Selain dukungan dari warga sekitar, solidaritas dari berbagai daerah juga mengadakan berbagai aksi untuk mendukung perjuangan Warga Pakel dan membebaskan ketiga petani yang saat ini dikriminalisasi. Para pemuda pakel dan tim hukum pun membagi tugas, ada yang berjaga di tapak dan lainnya ikut bersama LBH Surabaya dan Walhi Jawa Timur untuk menggalang dukungan di berbagai kota. “Kita roadshow ke beberapa media besar di Jakarta. Kemudian tanggal 15 [Februari] kita mengadakan media briefing yang difasilitasi Aji Indonesia. Lalu menggalang solidaritas dengan beberapa komunitas di Jakarta. Rencananya setelah ini kita akan mengadakan aksi mogok makan di [depan kantor] BPN. Harapan kita BPN juga merespon dan mengupayakan penyelesaian kasus di Pakel ini,” jelas Vina.
Terkait aksi mogok makan ini, Taufiq pun menjelaskan adanya hubungan yang erat antara kedaulatan petani dengan ketersediaan pangan kita. “Makan itu pasti berkaitan dengan pangan, petani itu kan produsen pangan, jadi kalo dikriminalisasi, maka krisis pangan berpotensi terjadi. Selain itu, konflik ini adalah konflik agraria, jadi kalo tanah itu dirampas, ya Petani Pakel dan warga sekitar yang makan dari hasil pertanian sangat terdampak. Maka kalo ga ada lahan [untuk petani], akan terjadi krisis pangan,” tegas Taufiq.
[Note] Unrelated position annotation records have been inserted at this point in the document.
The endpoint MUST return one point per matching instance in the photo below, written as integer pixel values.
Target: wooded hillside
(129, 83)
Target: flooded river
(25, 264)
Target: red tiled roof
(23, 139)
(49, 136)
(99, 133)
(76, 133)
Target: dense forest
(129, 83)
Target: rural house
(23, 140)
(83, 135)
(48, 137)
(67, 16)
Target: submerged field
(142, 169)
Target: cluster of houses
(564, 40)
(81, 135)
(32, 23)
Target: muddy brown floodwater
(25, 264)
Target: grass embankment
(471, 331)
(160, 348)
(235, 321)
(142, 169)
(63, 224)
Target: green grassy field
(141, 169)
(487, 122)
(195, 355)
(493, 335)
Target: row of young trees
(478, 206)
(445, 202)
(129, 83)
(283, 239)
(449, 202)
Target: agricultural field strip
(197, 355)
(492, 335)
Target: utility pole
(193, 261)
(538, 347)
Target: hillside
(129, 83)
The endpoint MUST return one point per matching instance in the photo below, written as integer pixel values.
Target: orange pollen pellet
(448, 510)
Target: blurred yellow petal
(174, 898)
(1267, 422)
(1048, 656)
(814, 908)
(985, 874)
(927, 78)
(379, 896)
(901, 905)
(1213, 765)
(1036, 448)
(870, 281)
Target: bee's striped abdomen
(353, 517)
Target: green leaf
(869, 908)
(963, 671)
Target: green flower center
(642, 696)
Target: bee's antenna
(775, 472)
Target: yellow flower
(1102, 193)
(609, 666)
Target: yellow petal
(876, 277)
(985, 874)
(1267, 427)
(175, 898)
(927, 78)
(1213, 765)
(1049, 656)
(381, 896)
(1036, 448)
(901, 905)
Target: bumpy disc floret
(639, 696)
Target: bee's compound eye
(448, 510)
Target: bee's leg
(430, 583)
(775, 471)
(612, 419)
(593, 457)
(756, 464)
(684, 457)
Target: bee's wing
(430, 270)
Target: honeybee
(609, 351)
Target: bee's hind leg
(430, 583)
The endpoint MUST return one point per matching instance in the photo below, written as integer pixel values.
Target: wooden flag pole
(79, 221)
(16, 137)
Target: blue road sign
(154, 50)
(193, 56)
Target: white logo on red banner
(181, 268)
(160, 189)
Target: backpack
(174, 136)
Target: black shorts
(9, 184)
Pernyataan Sikap Solidaritas dari Bali untuk Warga Pakel, Banyuwangi
Peristiwa penangkapan yang semena-mena, terlebih kepada mereka yang memperjuangkan hak dan keberlangsungan banyak orang justru semakin memperkuat ikatan antar warga, baik di Desa Pakel maupun daerah-daerah lainnya. Aksi-aksi solidaritas terus dilakukan dan dukungan semakin bertumbuh. Untuk itu, kami Solidaritas dari Bali untuk Petani Pakel, Banyuwangi menyatakan:
1. Kami mengecam penculikan dan penangkapan 3 petani Pakel yang sedang berjuang atas tanahnya. Bebaskan mereka segera!
2. Kami menuntut PT Bumi Sari agar keluar dari bumi Pakel, Banyuwangi dan menyerahkan kembali tanah yang selama ini mereka kuasai kepada warga Pakel.
3. Hentikan tindakan semena-mena aparat dan negara khususnya kepada rakyat yang sampai hari ini harus berjuang mendapatkan hak atas tanah, air dan penghidupannya!